Buracos negros supermassivos têm uma imensa atração gravitacional

ClaudioVentrella / Getty Images

Os buracos negros supermassivos têm uma atração gravitacional tão intensa que dobram a luz ao seu redor, permitindo-nos ver um “eco” do lado que, de outra forma, estaria oculto. Agora vimos ecos de rajadas de raios-X por trás de um buraco negro, confirmando uma previsão da relatividade geral.

A área ao redor de um buraco negro tem três partes principais: o horizonte de eventos, que não é sólido, mas é comumente considerado a superfície do buraco negro, o disco de acreção onde o material se acumula antes de cair e a corona, uma nuvem de partículas superaquecidas do lado de fora o horizonte de eventos. Em alguns buracos negros supermassivos, a corona pode emitir explosões poderosas de raios-X.

Dan Wilkins, da Universidade de Stanford, na Califórnia, e seus colegas usaram os telescópios de raios-X NuSTAR e XMM-Newton para observar esses flashes de radiação vindos de um buraco negro supermassivo em uma galáxia chamada I Zwicky 1. Eles viram que uma explosão de raios-X às vezes era seguido por um segundo flash levemente mais escuro, conforme a radiação ricocheteava no disco de acreção em uma espécie de eco.

Astrônomos já avistaram esses ecos antes, mas esta é a primeira vez que eles foram capazes de ver ecos da área do disco de acreção diretamente atrás de um buraco negro. “Se pensarmos sobre isso ingenuamente, deveria estar escondido de nossa visão, mas por causa da forte gravidade do buraco negro, esses ecos estão sendo curvados para que possamos vê-los”, diz Wilkins.
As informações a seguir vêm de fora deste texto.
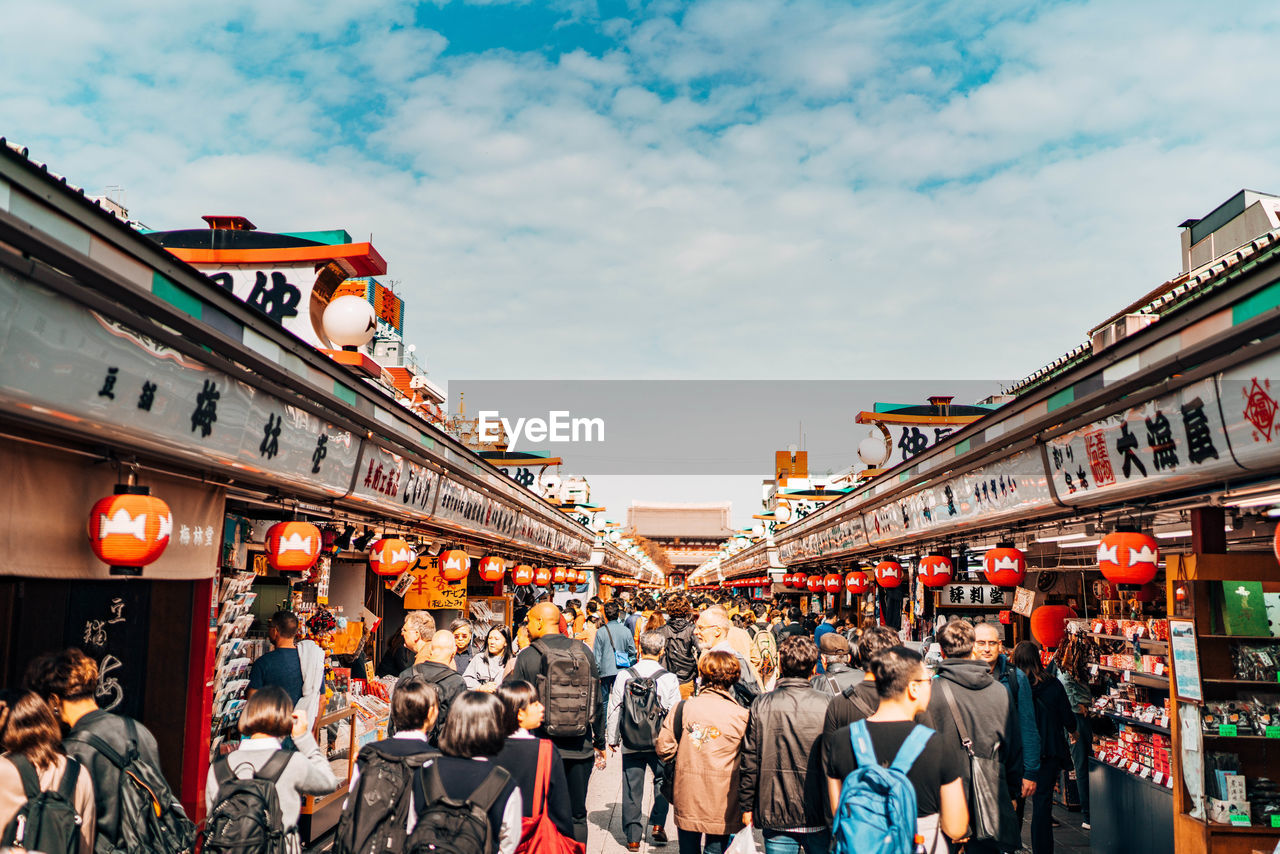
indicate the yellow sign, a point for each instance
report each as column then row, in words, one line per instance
column 429, row 589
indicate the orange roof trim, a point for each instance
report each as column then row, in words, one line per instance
column 359, row 259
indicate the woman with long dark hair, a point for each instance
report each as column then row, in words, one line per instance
column 1054, row 716
column 485, row 671
column 35, row 762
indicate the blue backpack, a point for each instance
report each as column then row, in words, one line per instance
column 877, row 804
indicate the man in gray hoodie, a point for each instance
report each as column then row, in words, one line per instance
column 987, row 715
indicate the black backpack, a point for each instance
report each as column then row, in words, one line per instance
column 641, row 712
column 151, row 818
column 246, row 817
column 451, row 826
column 48, row 822
column 376, row 812
column 566, row 689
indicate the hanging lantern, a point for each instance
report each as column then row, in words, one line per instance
column 1048, row 624
column 858, row 583
column 1128, row 558
column 391, row 556
column 888, row 574
column 293, row 547
column 935, row 570
column 455, row 563
column 1004, row 566
column 129, row 529
column 490, row 569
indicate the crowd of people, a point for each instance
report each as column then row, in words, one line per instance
column 809, row 729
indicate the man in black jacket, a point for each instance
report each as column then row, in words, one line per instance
column 990, row 717
column 577, row 753
column 681, row 652
column 781, row 781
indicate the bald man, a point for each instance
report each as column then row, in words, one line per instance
column 577, row 752
column 435, row 665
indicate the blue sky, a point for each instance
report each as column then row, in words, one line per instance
column 608, row 188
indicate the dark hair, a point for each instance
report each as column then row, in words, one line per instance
column 69, row 675
column 955, row 639
column 30, row 727
column 506, row 635
column 720, row 668
column 894, row 670
column 516, row 697
column 474, row 726
column 798, row 656
column 412, row 703
column 268, row 712
column 873, row 640
column 284, row 622
column 1027, row 660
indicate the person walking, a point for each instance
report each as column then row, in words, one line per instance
column 988, row 647
column 68, row 681
column 269, row 717
column 470, row 739
column 581, row 725
column 904, row 686
column 680, row 654
column 33, row 762
column 965, row 697
column 704, row 735
column 522, row 715
column 836, row 676
column 1054, row 717
column 487, row 670
column 648, row 684
column 712, row 633
column 781, row 785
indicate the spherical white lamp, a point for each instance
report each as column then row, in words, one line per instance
column 350, row 322
column 872, row 451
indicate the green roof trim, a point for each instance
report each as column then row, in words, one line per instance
column 1256, row 304
column 176, row 296
column 1057, row 400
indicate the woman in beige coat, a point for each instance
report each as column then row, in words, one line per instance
column 705, row 750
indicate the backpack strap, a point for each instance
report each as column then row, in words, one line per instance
column 487, row 793
column 912, row 748
column 71, row 776
column 27, row 772
column 274, row 766
column 862, row 740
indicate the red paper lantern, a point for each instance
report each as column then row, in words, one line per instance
column 858, row 583
column 1004, row 566
column 391, row 556
column 1048, row 624
column 129, row 529
column 935, row 570
column 490, row 569
column 293, row 547
column 888, row 574
column 1128, row 558
column 455, row 563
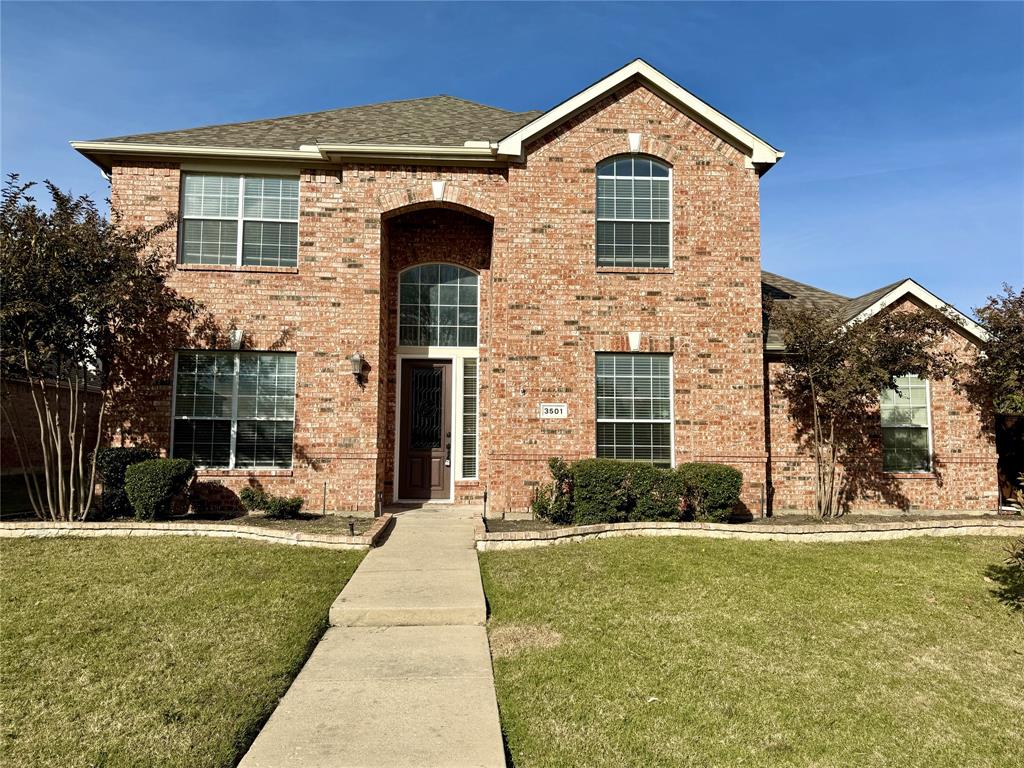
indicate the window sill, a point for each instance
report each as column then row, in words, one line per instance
column 635, row 270
column 256, row 472
column 236, row 268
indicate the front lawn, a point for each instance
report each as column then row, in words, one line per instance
column 706, row 652
column 153, row 652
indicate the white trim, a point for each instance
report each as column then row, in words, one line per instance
column 236, row 376
column 759, row 151
column 931, row 438
column 337, row 152
column 126, row 147
column 240, row 218
column 910, row 288
column 672, row 403
column 399, row 357
column 429, row 350
column 672, row 214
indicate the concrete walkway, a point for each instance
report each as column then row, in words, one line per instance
column 402, row 676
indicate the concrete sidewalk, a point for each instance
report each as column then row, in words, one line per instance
column 402, row 676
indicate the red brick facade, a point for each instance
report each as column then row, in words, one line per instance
column 964, row 471
column 546, row 309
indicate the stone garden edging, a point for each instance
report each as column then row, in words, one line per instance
column 132, row 528
column 864, row 531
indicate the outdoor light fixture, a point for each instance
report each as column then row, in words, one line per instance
column 357, row 361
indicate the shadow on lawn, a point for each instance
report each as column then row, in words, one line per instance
column 1009, row 578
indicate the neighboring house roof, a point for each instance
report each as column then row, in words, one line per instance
column 778, row 289
column 433, row 128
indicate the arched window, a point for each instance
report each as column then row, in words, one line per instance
column 634, row 200
column 437, row 306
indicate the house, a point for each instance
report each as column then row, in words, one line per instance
column 426, row 299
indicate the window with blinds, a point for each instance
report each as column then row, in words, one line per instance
column 469, row 417
column 906, row 423
column 215, row 209
column 634, row 408
column 235, row 410
column 633, row 213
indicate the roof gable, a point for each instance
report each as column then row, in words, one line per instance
column 777, row 288
column 433, row 128
column 760, row 153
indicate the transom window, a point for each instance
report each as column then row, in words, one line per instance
column 634, row 408
column 215, row 209
column 437, row 306
column 235, row 410
column 633, row 213
column 905, row 425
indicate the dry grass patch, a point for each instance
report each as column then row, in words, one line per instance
column 154, row 652
column 697, row 652
column 507, row 640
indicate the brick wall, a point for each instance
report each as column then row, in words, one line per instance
column 965, row 461
column 547, row 308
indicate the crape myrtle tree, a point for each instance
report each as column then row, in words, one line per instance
column 85, row 311
column 835, row 372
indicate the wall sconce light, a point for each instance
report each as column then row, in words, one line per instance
column 357, row 361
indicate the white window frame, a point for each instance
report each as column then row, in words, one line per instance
column 240, row 219
column 237, row 355
column 931, row 448
column 672, row 212
column 672, row 407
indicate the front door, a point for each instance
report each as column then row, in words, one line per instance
column 425, row 442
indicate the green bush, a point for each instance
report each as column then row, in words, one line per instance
column 281, row 506
column 710, row 491
column 560, row 507
column 152, row 485
column 111, row 466
column 656, row 494
column 601, row 491
column 540, row 503
column 253, row 499
column 257, row 500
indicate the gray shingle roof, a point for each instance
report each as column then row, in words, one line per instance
column 779, row 289
column 436, row 121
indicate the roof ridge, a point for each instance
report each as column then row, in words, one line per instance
column 312, row 113
column 480, row 103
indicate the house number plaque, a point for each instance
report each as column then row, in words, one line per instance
column 554, row 411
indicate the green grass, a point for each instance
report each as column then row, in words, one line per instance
column 687, row 652
column 153, row 652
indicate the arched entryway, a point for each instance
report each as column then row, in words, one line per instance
column 434, row 307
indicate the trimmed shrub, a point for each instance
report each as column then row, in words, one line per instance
column 253, row 499
column 152, row 485
column 111, row 465
column 601, row 491
column 540, row 503
column 560, row 506
column 257, row 500
column 710, row 491
column 281, row 506
column 656, row 494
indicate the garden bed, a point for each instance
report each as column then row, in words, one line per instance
column 684, row 652
column 316, row 530
column 159, row 651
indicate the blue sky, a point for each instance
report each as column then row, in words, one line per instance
column 903, row 124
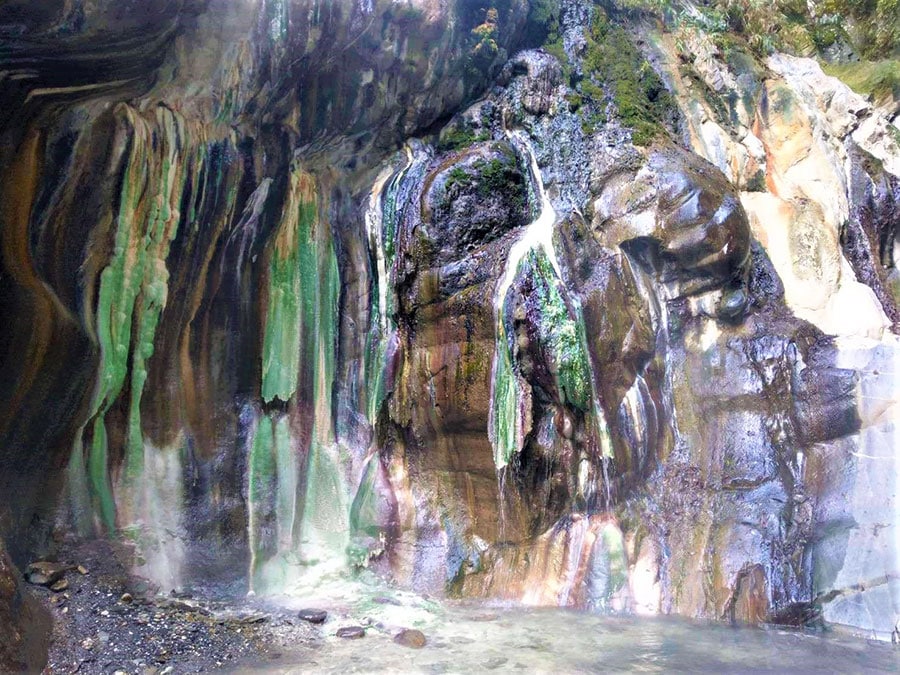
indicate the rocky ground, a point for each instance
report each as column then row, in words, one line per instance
column 109, row 621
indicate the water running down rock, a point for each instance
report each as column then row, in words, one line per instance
column 562, row 303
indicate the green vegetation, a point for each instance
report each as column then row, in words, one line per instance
column 543, row 22
column 489, row 177
column 617, row 69
column 459, row 137
column 878, row 79
column 561, row 335
column 872, row 27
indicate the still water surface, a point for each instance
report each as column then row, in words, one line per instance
column 465, row 638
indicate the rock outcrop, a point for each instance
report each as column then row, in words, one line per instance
column 299, row 287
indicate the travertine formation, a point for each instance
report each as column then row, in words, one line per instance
column 298, row 286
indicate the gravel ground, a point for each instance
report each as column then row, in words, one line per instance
column 108, row 621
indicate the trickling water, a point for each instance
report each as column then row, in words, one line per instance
column 510, row 407
column 509, row 411
column 538, row 233
column 383, row 214
column 463, row 638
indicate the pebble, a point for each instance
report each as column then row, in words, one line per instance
column 313, row 615
column 415, row 639
column 351, row 632
column 45, row 573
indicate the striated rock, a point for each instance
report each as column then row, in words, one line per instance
column 24, row 624
column 680, row 219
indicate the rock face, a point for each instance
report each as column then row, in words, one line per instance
column 24, row 624
column 303, row 286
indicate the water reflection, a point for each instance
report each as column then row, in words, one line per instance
column 466, row 638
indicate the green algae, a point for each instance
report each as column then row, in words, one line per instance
column 281, row 339
column 505, row 430
column 161, row 231
column 561, row 335
column 287, row 478
column 639, row 95
column 120, row 284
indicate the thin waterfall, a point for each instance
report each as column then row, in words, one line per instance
column 510, row 407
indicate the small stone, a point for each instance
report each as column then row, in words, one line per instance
column 415, row 639
column 351, row 632
column 485, row 617
column 313, row 615
column 45, row 573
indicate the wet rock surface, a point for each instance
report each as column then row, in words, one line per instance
column 410, row 637
column 109, row 620
column 24, row 624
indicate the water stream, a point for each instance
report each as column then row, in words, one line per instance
column 474, row 638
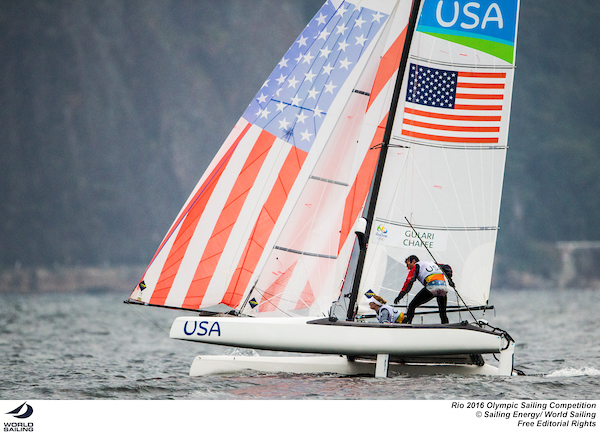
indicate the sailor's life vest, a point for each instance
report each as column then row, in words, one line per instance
column 429, row 272
column 395, row 316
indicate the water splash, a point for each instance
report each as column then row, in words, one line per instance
column 569, row 371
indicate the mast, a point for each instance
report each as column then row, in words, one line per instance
column 382, row 156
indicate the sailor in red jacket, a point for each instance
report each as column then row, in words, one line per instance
column 434, row 285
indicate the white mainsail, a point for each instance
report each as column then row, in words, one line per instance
column 271, row 220
column 445, row 165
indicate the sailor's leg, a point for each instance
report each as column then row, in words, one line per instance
column 442, row 301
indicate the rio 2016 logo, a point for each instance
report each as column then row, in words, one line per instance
column 381, row 232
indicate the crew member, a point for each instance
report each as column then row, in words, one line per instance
column 434, row 285
column 385, row 313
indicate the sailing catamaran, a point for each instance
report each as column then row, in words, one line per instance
column 382, row 133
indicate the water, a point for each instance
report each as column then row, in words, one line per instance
column 87, row 347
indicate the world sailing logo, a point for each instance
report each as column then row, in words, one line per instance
column 17, row 411
column 486, row 25
column 23, row 411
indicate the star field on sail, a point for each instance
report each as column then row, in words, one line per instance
column 227, row 229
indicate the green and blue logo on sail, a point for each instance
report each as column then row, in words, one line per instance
column 486, row 25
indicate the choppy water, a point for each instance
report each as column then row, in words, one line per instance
column 82, row 347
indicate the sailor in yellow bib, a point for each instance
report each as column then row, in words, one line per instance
column 434, row 285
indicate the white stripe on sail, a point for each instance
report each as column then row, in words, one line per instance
column 244, row 225
column 209, row 218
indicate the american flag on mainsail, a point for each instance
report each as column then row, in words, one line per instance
column 453, row 106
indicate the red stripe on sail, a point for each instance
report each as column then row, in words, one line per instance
column 198, row 194
column 452, row 128
column 451, row 116
column 480, row 85
column 227, row 219
column 483, row 74
column 307, row 298
column 272, row 295
column 388, row 66
column 478, row 107
column 479, row 96
column 449, row 139
column 189, row 220
column 358, row 194
column 264, row 226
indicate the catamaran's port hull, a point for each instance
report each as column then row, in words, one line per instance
column 302, row 335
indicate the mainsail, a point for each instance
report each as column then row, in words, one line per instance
column 445, row 163
column 269, row 228
column 269, row 225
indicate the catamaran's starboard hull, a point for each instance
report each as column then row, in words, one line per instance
column 223, row 364
column 349, row 338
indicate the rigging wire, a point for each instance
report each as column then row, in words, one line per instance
column 187, row 346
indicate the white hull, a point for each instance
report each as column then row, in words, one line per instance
column 223, row 364
column 406, row 343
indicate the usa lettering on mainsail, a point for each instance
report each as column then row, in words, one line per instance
column 472, row 11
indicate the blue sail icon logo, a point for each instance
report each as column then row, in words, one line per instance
column 26, row 414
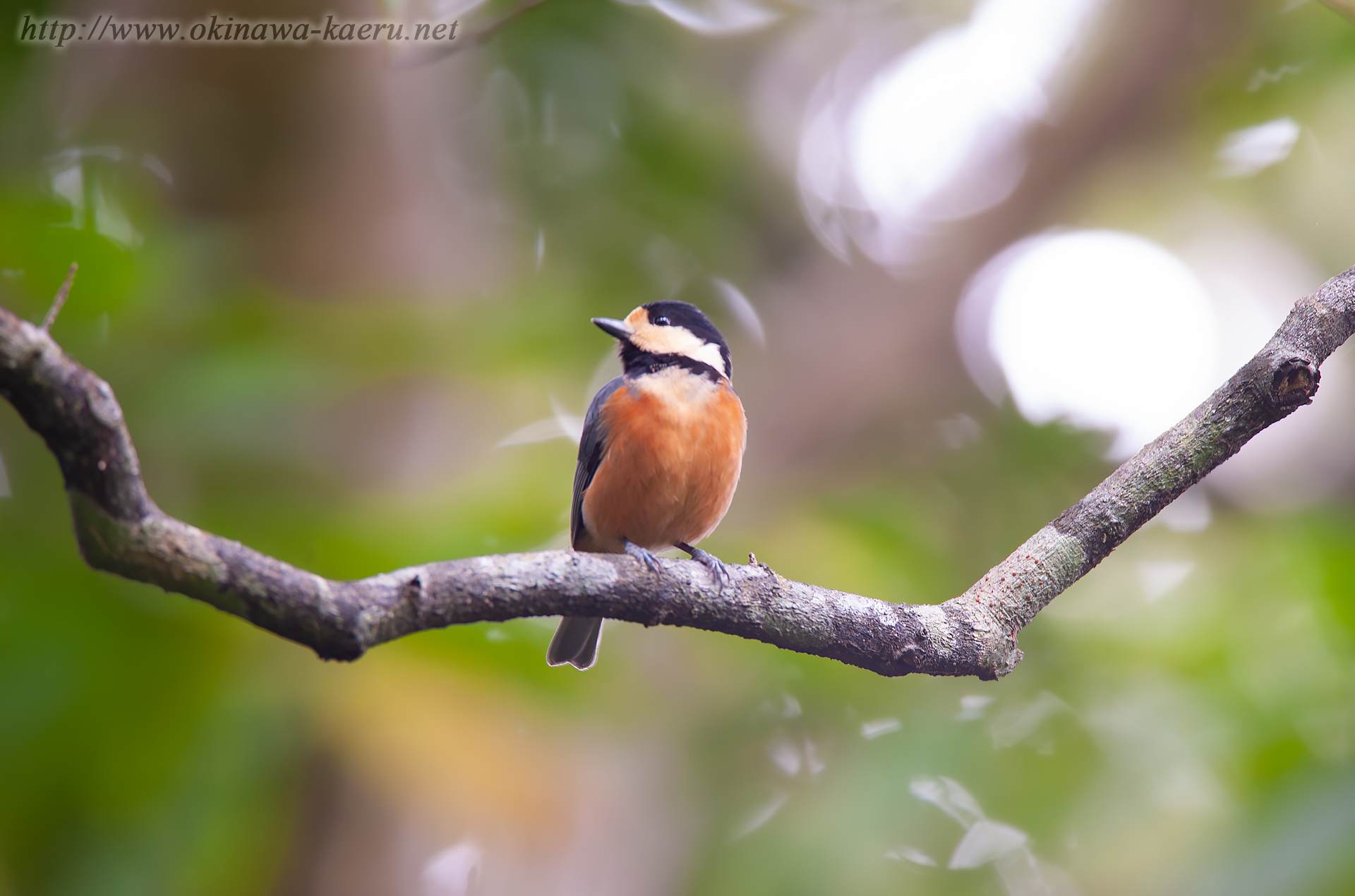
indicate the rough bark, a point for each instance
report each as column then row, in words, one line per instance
column 121, row 531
Isso confirma uma previsão da teoria geral da relatividade de Albert Einstein sobre como a luz deve se comportar sob a influência da gravidade extrema. A capacidade de ver ecos por trás de um buraco negro também pode nos dar uma nova perspectiva sobre como os discos de acreção – que são alguns dos objetos mais brilhantes no céu – funcionam.

“O gás que cai em buracos negros supermassivos desempenha um papel importante no desenvolvimento das galáxias como as vemos hoje”, diz Wilkins. “Portanto, para entender como as galáxias se formam e como chegamos aqui, temos que desenvolver uma compreensão real desses objetos extremos.”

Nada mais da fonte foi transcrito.